Can there be bugs? Sure. That's the price of not reading or understanding every line. It should depend on the criticality of your software how much of these you tolerate and how much you don't (reviewing, understanding, testing everything 100% like you were used to if you had written it yourself will kill most if not all of your gained speed)

But I never got the impression of unmaintainability or unfixable bugs.

Actually the other side around: A really good cleanup pass, architectural changes, or bugfixes are seldom more than a few prompts and 2 hours away, provided your overall base is decent and you actually gave a fuck from the start.

VBprogrammer an hour ago | parent | next [-]

> Can there be bugs? Sure.
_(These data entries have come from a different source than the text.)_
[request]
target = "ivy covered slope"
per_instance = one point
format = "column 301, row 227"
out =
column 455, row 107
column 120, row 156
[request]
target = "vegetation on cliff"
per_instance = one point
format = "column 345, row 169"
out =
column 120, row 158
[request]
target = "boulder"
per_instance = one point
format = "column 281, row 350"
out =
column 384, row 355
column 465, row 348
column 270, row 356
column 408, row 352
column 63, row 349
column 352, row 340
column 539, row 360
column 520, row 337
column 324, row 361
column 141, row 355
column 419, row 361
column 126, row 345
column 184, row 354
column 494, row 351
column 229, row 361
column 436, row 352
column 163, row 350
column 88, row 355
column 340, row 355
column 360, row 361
That's the price of not reading or understanding every line.

I've yet to come across a human developer who's output would meet this standard, despite writing every line.

In fact, having an LLM review our code is catching quite a few bugs before it reaches QA.

ben_w 35 minutes ago | parent [-]

Indeed, though I find the distribution is different.

The humans may skip unit tests and need reminding; the AI always write unit tests once it's in AGENTS.md or whatever, but my experience* was that 5-10% of the time the LLM's attempt at a "test" would, instead of executing the code and examining the results, open the source code as a text file and run a regex to find/exclude certain substrings.

* At the start of this year, because Anthropic and OpenAI were both offering free trials. IDK how much things have changed since then, some things change fast in this domain, other things don't.

baq 4 minutes ago | parent [-]

I’ve been piloting LLMs for the past six months non stop and we’re at the point where formally verified models generated as an intermediate step between spec and code are very good value.

Riding the exponential means you have to update priors more often.

szundi an hour ago | parent | prev [-]

[dead]

realusername 3 hours ago | parent | prev | next [-]

> code that gets the job done and looks ok, maybe even great, but contains small “anomalies” that compound over time

They clearly are only assistants for the moment, you can use them to do work ... but only if you could do the said work yourself alone in the first place.

ben_w 32 minutes ago | parent [-]

I would say "only if you can review said work yourself alone", rather than "do".

I'm an experienced developer, but I don't count myself as a web dev or a python dev; I can review the web and python stuff I get out of the AI (sometimes I need to ask the AI follow-up questions so I can find official documentation for what it did), but I can't write it.

Foobar8568 3 hours ago | parent | prev [-]

Have you worked with enterprise apps? The ones I have used for decades are hot garbages.

IsTom 2 hours ago | parent [-]

Now imagine decades of LLM code. Extrapolating the rate of increase of LoC, the source code ain't gonna fit on hard drives anymore.